Occasionally, she adds, people are the architects of their own demise. These are the “squalor cases” in which elderly hermits have gradually stopped looking after themselves and their homes. “There was a house earlier this year that an investigator and a nurse went out to see for us. And it was that bad, when they opened the front door they vomited from the smell. The gentleman living there had collected human excrement in buckets and had gangplanks going over the tops of them so he could walk through the place. He had ulcers. He wasn’t eating properly. He was demented. And he was alone.”

Another shocking scene involved a woman’s neglect of her aged mother, who had dementia. “A woman was living in a Queenslander,” Pendergast says. “And the mum lived underneath it. (The ceiling) was so low that she couldn’t stand upright. She didn’t have baths or showers and when we took her to the hospital, her watch was embedded into her skin. So, over time, they had to apply saline solution to her skin to get the watch off ”
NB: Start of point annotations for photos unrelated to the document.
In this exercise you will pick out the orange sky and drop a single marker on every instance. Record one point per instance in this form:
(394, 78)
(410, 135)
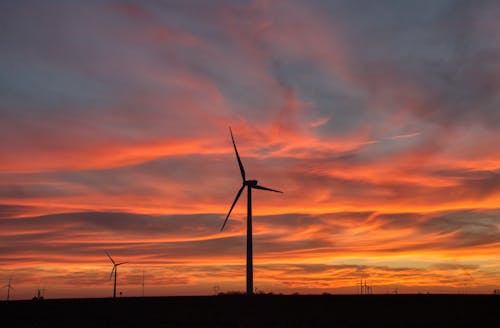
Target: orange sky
(379, 122)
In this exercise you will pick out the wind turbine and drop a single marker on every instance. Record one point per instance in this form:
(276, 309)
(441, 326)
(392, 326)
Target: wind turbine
(9, 287)
(115, 269)
(250, 184)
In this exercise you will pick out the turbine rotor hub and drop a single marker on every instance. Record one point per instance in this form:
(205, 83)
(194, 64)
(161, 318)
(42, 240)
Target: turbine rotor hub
(251, 183)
“But I don’t terminate lives. It’s not euthanasia. A decision like that has got to be something the medical profession recommends; it needs to be medically and ethically viable.”

Pendergast pauses over coffee that has long gone cold. We’re in a bistro in the plaza of the avant-garde Brisbane Magistrates Court building in George St. Her office is on the third floor. At surrounding tables, police officers and legal eagles are huddled in lively debate over this matter or that.

Pendergast’s tough, contentious job brings a certain perspective, too. For instance, as we both look across to the blur of people and cars outside, she homes in on the potential for crippling head injuries. “People hanging off corners in the CBD it makes me absolutely shudder. I feel like getting them and pulling them back,” she says. “If they came to an acquired brain injury unit with me one day, they would really start to do things differently.”

Her voice softens: “You know, it doesn’t get any easier. I find making end-of-life decisions incredibly sad.”